By Saturday afternoon, rescuers had retrieved 16 bodies, while one of the survivors died in the hospital, said local police chief Sumarni. She said rescuers are searching for eight people still believed to be trapped

“The search operation has been hampered by bad weather, unstable soil and rugged terrain,” said Sumarni who goes by a single name like many Indonesians.

She said the cause of the collapse is still under investigation, and police have been questioning six people, including the owner of the quarry.

Local television reports showed emergency personnel, along with police, soldiers and volunteers, digging desperately in the quarry in a steep limestone cliff, supported by five excavators, early Saturday.

West Java Governor Dedi Mulyadi said in a video statement on Instagram that he visited the quarry before he was elected in February and considered it dangerous.

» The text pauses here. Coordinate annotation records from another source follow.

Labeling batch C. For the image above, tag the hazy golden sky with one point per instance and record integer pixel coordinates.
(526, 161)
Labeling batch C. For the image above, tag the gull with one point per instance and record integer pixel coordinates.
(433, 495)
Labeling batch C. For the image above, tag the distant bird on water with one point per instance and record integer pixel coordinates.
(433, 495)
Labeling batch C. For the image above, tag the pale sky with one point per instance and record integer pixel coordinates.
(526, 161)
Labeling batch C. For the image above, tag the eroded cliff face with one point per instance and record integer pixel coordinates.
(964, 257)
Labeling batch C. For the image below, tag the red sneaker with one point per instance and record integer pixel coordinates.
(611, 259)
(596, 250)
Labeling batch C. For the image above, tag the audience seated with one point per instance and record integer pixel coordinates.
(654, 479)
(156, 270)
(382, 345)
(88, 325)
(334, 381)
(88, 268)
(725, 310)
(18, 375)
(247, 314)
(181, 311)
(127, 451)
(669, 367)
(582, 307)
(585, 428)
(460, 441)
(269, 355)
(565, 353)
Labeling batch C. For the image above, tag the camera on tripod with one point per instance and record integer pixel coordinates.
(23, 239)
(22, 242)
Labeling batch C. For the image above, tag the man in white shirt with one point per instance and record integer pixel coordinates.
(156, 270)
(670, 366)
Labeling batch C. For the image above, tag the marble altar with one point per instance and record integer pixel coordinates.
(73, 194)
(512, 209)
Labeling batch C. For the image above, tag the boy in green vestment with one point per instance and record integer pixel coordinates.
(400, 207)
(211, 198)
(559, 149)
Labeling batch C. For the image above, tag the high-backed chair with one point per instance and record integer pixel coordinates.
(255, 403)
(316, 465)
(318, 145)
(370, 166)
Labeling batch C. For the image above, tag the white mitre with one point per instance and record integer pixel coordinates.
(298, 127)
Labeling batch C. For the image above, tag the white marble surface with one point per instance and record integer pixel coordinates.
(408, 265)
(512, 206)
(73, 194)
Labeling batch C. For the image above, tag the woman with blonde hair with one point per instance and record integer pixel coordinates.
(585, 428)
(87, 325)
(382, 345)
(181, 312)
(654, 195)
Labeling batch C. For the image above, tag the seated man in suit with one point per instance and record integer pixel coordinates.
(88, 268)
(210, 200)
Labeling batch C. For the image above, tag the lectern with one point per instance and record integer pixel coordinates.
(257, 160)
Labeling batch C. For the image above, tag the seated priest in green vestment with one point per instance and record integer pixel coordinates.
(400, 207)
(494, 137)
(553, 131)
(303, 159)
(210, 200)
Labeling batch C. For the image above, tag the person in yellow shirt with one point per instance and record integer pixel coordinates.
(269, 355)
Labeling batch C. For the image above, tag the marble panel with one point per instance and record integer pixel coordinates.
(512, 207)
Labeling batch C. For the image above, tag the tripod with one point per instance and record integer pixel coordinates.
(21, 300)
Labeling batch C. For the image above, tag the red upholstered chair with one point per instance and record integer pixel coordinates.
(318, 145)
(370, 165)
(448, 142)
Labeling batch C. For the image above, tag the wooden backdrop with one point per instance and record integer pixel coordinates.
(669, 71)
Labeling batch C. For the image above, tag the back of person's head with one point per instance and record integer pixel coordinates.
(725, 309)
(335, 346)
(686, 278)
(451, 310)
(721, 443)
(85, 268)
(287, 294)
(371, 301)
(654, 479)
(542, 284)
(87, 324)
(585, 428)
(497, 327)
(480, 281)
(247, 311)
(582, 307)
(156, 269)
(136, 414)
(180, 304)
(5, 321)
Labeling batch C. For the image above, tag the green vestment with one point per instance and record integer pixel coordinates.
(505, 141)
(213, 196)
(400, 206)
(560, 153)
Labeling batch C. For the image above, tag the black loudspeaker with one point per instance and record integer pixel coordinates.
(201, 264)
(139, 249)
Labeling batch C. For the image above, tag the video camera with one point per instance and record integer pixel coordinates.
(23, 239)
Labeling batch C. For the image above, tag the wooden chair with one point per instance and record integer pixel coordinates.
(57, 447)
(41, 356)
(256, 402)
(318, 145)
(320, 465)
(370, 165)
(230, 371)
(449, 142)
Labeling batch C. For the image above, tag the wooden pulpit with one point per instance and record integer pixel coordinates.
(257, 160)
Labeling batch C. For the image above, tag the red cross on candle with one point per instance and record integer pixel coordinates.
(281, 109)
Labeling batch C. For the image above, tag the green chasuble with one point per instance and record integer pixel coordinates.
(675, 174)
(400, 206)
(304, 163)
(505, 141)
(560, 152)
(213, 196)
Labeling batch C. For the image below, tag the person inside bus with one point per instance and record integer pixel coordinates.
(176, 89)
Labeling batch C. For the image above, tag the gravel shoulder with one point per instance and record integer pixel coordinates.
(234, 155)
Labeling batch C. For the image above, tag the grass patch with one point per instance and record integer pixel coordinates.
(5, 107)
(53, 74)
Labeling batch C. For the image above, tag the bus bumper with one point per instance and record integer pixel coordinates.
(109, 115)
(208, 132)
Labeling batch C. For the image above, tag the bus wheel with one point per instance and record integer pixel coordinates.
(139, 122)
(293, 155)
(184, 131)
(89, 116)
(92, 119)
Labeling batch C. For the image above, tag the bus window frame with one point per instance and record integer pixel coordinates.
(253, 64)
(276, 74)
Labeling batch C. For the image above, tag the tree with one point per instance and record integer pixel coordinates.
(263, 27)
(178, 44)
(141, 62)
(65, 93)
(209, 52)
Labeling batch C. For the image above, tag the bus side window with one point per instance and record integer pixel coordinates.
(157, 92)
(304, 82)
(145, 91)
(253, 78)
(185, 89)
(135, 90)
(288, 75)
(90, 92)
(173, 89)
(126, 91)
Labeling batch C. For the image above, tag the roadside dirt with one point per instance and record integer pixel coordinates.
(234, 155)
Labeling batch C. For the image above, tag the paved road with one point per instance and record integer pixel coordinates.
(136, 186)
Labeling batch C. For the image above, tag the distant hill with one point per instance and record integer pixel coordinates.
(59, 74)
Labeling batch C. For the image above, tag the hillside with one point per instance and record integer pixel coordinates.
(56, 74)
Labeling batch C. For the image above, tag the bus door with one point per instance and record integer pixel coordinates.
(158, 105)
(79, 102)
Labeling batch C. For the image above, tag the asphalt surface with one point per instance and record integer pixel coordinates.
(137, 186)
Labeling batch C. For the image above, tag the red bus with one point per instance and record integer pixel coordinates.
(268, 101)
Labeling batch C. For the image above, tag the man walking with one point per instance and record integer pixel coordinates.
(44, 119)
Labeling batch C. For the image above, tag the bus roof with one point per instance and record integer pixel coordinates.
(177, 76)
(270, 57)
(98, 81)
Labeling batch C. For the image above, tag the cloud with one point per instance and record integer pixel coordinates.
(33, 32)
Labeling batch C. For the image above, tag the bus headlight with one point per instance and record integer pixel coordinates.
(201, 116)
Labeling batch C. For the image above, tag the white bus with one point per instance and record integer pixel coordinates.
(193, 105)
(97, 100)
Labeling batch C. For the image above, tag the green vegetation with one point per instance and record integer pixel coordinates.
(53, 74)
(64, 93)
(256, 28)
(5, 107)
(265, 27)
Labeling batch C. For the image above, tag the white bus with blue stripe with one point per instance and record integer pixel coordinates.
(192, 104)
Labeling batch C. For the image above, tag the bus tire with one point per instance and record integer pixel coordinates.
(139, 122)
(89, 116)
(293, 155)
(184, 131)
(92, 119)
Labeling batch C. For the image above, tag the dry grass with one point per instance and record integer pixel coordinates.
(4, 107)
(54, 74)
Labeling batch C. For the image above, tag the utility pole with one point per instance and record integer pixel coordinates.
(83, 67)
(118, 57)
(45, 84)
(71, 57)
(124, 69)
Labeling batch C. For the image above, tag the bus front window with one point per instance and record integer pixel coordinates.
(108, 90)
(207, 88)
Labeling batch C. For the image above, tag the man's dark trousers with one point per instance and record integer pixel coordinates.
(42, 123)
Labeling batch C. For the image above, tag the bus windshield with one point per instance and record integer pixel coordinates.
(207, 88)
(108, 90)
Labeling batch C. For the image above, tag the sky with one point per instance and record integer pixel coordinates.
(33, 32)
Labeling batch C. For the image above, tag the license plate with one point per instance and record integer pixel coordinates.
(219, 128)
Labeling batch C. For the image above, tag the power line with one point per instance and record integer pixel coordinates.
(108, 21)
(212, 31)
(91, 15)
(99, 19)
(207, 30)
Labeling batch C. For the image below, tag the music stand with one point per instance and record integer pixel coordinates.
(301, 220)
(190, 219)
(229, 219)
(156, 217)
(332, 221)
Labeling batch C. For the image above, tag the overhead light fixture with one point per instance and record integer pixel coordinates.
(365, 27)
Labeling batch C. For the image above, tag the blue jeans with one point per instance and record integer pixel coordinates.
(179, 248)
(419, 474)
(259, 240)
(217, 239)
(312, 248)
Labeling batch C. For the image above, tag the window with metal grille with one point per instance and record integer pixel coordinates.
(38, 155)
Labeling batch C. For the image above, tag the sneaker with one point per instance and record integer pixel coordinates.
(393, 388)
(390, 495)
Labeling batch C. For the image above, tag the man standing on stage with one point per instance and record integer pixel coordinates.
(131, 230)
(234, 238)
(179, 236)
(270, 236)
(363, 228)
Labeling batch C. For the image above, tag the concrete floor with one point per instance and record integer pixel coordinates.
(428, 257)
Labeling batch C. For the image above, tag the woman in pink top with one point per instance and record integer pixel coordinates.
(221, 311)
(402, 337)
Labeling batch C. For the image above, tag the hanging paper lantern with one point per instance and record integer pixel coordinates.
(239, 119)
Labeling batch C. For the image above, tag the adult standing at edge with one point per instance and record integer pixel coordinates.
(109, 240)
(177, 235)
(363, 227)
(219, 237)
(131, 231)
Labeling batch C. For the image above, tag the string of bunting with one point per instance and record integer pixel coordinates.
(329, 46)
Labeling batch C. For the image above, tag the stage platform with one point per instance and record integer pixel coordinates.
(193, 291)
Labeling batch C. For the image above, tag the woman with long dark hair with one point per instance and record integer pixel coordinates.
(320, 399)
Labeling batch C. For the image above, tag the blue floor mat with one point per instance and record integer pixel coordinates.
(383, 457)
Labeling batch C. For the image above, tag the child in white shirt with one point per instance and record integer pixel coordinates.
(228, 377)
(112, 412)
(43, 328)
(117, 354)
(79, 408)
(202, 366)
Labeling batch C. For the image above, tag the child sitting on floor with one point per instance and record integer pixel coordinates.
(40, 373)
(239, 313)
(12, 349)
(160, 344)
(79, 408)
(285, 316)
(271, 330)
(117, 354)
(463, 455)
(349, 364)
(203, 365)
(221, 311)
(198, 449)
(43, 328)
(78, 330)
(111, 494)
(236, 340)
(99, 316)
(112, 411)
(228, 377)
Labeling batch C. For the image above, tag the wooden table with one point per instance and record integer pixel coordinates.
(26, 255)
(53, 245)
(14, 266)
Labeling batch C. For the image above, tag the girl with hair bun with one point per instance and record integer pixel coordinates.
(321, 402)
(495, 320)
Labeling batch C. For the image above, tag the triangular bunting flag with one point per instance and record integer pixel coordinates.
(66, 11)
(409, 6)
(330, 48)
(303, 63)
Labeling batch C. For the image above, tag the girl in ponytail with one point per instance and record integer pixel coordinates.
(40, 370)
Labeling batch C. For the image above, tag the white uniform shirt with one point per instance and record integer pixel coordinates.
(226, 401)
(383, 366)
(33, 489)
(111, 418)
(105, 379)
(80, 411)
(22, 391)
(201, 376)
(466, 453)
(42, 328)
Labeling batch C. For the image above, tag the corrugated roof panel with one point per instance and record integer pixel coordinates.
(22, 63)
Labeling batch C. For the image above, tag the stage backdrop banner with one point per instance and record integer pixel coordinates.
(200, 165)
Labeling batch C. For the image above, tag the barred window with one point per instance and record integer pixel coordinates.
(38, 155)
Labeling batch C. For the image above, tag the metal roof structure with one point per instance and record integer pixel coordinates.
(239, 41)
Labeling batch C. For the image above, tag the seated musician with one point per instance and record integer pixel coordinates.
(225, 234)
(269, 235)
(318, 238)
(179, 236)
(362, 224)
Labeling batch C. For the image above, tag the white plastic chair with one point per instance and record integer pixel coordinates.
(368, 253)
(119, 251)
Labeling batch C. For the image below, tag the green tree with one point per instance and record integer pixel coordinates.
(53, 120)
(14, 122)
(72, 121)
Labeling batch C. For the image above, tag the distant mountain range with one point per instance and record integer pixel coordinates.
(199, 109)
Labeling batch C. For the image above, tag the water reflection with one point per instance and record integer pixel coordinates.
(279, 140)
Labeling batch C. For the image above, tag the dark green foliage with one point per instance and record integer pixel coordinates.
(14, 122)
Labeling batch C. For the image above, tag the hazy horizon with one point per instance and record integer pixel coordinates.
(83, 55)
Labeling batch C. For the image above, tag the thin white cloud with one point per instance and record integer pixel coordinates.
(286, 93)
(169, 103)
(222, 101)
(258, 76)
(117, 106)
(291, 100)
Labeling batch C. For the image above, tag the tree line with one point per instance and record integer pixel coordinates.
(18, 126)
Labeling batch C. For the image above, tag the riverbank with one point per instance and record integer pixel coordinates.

“It did not meet the safety standard elements for its workers,” Mulyadi said, adding that at that time, “I didn’t have any capacity to stop it.”

On Friday, Mulyadi said that he had ordered the quarry shut, as well as four other similar sites in West Java.

Illegal or informal resource extraction operations are common in Indonesia, providing a tenuous livelihood to those who labor in conditions with a high risk of injury or death.

Landslides, flooding and tunnel collapses are just some of the hazards associated with them. Much of the processing of sand, rocks or gold ore also involves the use of highly toxic mercury and cyanide by workers using little or no protection.

Last year, a landslide triggered by torrential rains struck an unauthorized gold mining operation on Indonesia’s Sumatra island, killing at least 15 people.